The cost of building the Nairobi – Malaba section of the standard gauge railway (SGR) is likely go up as MPs push for inclusion of Nakuru town in the design.
The MPs have warned that taxpayers risk losing out if the railway line does not pass through commercial nerve centres such as Nakuru.
Limuru MP Kiragu Chege said the implementing agencies should explain how they chose the route which runs from Nairobi to Mai Mahiu, Narok, Bomet, Nyamira, Ahero, Kisumu, Yala and finally to Malaba.
“They (implementing agencies) should also tell us the associated economic gains and if the taxpayer will get value for money on the new route,” said Mr Chege.
Kenya Railways Corporation Managing Director Atanas Maina however maintains that the current route was preferred because it is shorter than the other two options earlier proposed.
The other two alternatives would be Nairobi-Naivasha- Nakuru-Eldoret-Malaba and Nairobi-Nakuru-Eldoret-Kisumu-Malaba.
Mr Maina told the national assembly’s Public Investments Committee that the decision on the new route was arrived at after extensive feasibility studies.
“Aside from the approved route being shorter than the other two, it gives the country a chance to open a new corridor,” he said last week.

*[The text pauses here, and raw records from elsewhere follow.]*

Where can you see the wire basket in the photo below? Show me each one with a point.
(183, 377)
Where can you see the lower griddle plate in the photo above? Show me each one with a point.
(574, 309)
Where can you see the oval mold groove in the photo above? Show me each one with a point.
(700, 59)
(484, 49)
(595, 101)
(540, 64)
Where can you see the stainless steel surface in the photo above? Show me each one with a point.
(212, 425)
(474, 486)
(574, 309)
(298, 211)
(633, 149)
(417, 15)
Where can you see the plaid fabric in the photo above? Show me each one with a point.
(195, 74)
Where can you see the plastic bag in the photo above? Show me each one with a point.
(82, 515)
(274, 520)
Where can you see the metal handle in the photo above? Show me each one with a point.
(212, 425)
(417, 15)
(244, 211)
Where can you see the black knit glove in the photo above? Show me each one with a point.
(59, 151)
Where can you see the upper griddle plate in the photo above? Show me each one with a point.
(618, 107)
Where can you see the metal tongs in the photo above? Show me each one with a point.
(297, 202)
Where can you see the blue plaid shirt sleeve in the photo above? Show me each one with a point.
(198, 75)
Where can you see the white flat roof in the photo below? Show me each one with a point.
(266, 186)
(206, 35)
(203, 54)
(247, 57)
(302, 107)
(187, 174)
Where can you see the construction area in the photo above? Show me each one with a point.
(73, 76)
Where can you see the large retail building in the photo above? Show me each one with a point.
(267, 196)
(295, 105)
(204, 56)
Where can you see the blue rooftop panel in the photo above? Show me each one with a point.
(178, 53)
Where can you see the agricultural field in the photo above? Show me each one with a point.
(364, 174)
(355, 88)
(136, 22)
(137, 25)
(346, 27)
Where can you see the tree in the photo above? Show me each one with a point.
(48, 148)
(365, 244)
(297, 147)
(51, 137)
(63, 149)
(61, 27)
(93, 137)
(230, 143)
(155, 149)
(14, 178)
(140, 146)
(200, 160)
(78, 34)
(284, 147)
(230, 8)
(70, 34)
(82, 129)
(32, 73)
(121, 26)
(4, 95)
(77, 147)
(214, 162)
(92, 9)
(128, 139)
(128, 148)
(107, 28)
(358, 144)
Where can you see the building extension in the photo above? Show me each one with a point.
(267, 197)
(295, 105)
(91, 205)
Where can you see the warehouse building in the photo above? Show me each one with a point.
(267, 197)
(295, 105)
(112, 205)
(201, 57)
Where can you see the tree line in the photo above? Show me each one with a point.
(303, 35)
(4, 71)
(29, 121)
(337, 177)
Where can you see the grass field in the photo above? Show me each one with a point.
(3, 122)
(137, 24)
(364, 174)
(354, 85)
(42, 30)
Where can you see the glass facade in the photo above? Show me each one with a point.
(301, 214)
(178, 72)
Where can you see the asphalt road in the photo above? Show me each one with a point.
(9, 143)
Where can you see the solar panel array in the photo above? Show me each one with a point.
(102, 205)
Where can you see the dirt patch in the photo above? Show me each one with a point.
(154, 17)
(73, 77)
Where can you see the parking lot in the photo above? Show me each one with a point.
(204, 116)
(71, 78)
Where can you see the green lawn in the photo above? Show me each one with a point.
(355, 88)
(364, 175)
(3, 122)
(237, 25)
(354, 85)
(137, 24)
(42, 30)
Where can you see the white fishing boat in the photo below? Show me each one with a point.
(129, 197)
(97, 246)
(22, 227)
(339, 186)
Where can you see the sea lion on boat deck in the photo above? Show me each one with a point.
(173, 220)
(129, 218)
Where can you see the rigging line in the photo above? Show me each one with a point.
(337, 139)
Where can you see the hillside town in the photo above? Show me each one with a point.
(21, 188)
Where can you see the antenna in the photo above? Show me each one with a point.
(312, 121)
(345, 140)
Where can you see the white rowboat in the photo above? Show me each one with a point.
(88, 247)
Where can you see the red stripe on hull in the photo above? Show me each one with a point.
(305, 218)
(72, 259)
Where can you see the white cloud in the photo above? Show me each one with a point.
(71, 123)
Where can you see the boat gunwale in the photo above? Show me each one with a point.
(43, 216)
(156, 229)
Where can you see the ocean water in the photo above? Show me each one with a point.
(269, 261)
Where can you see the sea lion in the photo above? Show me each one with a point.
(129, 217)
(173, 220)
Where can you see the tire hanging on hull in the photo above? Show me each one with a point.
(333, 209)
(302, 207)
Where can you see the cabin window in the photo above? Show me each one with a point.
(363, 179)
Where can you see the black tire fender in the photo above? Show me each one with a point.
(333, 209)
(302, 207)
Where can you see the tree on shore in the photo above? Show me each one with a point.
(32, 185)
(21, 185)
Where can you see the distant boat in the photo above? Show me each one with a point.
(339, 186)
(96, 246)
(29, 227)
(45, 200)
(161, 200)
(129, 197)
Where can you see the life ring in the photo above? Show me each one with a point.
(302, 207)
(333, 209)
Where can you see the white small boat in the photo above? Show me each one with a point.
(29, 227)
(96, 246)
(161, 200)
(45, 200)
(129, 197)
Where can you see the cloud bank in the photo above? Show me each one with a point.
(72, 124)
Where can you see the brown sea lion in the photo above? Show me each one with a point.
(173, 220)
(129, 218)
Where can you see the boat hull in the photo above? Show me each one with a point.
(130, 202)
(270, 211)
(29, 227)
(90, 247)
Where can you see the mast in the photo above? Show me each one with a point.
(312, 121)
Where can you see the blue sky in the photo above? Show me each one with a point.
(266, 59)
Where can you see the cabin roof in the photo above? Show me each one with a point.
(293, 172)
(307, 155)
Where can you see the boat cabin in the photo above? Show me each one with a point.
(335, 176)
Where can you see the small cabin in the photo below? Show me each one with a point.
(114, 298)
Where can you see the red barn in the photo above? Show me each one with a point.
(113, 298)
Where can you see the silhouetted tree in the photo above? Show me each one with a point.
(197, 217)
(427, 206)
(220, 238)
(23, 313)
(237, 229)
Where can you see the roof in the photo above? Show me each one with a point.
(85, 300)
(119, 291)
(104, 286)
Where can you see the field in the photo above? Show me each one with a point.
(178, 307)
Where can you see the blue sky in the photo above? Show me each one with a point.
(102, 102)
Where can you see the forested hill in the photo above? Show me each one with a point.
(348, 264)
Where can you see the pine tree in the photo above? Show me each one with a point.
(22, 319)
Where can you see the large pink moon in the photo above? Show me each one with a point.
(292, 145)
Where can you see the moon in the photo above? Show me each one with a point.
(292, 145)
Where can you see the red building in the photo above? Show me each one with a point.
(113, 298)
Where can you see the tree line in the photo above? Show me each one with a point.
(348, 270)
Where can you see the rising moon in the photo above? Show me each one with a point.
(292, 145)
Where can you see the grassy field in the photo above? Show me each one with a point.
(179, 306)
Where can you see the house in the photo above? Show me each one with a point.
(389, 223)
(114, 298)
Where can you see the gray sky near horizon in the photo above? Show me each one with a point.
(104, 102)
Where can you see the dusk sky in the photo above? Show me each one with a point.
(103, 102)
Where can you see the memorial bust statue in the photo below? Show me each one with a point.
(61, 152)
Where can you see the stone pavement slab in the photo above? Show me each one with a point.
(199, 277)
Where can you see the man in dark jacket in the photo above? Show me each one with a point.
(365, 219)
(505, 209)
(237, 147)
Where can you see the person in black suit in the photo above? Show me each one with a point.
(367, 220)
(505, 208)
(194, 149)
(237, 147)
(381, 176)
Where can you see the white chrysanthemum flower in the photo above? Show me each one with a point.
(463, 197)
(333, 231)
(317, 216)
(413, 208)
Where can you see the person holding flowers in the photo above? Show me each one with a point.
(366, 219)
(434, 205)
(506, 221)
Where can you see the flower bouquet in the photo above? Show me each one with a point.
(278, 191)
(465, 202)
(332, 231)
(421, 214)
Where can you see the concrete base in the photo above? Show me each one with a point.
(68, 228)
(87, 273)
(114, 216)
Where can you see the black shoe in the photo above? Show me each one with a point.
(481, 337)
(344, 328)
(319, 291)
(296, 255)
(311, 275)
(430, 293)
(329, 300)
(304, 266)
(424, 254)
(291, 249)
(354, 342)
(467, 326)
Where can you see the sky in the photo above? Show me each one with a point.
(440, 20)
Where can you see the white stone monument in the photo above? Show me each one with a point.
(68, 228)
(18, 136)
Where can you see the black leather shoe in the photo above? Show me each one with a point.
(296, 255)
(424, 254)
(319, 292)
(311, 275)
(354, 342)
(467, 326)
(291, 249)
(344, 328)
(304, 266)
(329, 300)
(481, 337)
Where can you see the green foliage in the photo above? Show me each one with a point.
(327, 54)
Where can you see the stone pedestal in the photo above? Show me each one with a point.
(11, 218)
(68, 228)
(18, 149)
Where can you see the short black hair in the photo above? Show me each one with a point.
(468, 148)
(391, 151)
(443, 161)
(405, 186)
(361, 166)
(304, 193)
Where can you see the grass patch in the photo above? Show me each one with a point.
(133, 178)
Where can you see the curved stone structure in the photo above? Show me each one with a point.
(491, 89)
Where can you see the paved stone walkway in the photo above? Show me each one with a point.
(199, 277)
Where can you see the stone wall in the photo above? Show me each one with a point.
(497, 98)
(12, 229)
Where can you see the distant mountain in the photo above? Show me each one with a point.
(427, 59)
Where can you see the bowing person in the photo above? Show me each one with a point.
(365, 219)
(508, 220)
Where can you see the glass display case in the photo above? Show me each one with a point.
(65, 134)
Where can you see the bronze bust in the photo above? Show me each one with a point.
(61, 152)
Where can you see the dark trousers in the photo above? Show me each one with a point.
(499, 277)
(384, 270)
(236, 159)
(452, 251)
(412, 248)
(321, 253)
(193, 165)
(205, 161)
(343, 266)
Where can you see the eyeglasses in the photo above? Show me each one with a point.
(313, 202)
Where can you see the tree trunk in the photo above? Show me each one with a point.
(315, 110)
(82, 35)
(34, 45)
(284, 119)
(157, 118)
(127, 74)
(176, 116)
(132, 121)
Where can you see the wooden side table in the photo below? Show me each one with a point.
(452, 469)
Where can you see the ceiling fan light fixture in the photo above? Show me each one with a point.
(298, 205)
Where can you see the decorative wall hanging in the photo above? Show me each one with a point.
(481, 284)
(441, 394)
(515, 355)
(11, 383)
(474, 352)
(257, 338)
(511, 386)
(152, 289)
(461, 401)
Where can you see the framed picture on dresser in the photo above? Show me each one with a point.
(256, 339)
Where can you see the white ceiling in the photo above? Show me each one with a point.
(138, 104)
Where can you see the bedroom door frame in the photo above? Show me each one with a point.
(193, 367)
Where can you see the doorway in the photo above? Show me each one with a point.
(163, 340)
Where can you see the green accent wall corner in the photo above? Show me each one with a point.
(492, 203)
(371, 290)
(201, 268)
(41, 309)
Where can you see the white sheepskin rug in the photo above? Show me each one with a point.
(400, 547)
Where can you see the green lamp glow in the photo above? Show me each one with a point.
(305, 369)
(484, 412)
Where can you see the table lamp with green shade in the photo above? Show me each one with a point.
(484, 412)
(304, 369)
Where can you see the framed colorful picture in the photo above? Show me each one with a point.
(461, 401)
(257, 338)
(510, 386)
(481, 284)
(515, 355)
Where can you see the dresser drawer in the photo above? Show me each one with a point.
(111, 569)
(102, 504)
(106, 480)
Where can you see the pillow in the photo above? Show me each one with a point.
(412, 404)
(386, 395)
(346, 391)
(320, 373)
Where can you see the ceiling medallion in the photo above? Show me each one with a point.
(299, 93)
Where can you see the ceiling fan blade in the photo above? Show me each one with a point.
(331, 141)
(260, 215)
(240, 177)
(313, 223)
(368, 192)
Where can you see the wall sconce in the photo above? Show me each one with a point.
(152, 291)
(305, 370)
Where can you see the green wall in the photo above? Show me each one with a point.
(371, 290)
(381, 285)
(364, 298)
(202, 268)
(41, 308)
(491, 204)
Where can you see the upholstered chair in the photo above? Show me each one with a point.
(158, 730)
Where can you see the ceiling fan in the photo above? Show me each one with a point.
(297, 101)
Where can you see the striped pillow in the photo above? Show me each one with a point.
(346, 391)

The cost of constructing the first phase of SGR—the line from Mombasa to Nairobi —was initially set at Sh327 billion, only to shoot to Sh447.5 billion, including financing charges.
Given the volatile foreign exchange, it may not be possible to estimate the final cost of the entire railway project.
This comes as President Uhuru Kenyatta assured his Chinese counterpart Xi Jinping that the government was keen on implementing various projects signed between the two states including the SGR.
Mr Kenyatta noted the significant progress achieved in the SGR project and the job opportunities it had created.
“The SGR project has now been extended to Naivasha to be completed in December 2018,” he said last Thursday in Johannesburg.